When I complain about the little chatterer, my husband laughs. He's the one who usually gets stuck with the tagalong on our family bike rides.
"I just don't answer him," he says. "Pretty soon he shuts up."
He's a good guy, my husband, and a practical one. But I think I'm wired differently. Words make me respond—it's the writer in me, the pedant. Words are luscious things, not just chit-chat or time-fillers, and despite every drip of sweaty frustration with the chatterer these past few days, I know that words have weight for Nick, too. They are himself: Look at me, look at me, what do you think? Am I funny? Am I fabulous? Will you always love me? Can we get married? Will I be famous someday?

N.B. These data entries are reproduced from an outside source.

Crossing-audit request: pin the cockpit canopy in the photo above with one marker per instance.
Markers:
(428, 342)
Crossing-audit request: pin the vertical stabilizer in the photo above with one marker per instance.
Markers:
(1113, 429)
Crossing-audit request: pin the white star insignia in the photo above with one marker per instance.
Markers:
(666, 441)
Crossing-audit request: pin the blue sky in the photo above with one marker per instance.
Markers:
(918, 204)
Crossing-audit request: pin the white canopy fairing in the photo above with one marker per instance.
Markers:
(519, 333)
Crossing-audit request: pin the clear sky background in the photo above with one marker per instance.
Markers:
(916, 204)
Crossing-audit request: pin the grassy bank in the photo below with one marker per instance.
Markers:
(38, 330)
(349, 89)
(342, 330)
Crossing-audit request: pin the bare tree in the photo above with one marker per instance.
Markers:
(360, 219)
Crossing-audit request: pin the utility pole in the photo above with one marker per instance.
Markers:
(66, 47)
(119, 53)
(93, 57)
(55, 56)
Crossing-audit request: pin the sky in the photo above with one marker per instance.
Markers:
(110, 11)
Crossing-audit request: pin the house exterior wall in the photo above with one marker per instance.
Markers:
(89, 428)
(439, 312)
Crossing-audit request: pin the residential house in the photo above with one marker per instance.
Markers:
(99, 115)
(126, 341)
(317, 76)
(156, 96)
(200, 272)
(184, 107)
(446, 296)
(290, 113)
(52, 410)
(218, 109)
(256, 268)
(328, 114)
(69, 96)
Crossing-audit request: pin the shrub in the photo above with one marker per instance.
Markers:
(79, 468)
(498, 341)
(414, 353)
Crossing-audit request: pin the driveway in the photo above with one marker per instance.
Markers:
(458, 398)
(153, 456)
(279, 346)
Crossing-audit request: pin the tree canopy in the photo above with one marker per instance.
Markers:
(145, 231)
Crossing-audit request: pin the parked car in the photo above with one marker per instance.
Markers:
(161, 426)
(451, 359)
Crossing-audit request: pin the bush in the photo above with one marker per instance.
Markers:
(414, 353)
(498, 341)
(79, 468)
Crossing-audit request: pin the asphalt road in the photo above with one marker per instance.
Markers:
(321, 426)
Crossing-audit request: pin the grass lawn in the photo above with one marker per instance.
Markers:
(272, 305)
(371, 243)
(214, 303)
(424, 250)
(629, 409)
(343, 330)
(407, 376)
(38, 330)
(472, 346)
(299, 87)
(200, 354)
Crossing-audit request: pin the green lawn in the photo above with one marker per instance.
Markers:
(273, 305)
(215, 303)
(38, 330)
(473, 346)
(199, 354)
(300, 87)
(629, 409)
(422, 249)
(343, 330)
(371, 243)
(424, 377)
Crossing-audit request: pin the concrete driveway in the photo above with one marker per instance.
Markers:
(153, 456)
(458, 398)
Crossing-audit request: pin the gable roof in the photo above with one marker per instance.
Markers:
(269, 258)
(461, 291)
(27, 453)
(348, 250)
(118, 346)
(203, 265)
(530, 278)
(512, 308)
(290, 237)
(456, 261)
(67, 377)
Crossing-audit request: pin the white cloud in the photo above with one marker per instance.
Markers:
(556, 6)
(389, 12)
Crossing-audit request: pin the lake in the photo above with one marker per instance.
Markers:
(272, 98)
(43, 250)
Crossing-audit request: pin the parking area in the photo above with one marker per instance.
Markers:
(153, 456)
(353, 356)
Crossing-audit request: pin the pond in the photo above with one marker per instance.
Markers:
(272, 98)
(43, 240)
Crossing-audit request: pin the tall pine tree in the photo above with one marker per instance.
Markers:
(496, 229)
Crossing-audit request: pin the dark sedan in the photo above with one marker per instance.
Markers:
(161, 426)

It's amazing, really, being privy to so much that's usually private in adults. Once, as I was wrestling with the bike locks, Nick tugged my arm.
"Mom?"
"What?"
"Why do people like me?"
I wanted to melt, and not from the heat. "Because you have great ideas," I said. "Because you're funny."
Nick kept looking up at me, as if unconvinced.
Because you're you, I thought.
OK, I love this child. Maybe expecting a family vacation to be a vacation is a fool's errand. Maybe vacation is the wrong word. It's more like moments of being—strings of shiny shells interspersed with stinking seaweed and whiny requests for ice cream.
On one of our first mornings here, Nick crept into bed with us, snuggling against me, and fell right back to sleep. I held my husband's hand, and he squeezed mine, as if transmitting his warmth to me and to Nick, who was silent for once, blessedly silent.But I realized later, during another tagalong monologue—You know the thing I like best? Mom? Living!—that by listening to children, we affirm who they are. Listening is as important as touch; it gives them the freedom to shout and argue and annoy and bedazzle.
I try to explain what a rutabaga is or why China has colonized Tibet. I tell my little chatterer that I love life, too, although I'm not sure it would be my number-one choice if I had to live without the people I love.
LC says, "Yeah." Then he cracks a joke, putting on his Boris Badenov accent.
I know that I can't protect my son from all harm. But I can inoculate him against despair. And if I do—please, God, yes! I love living!—perhaps I can also inoculate myself.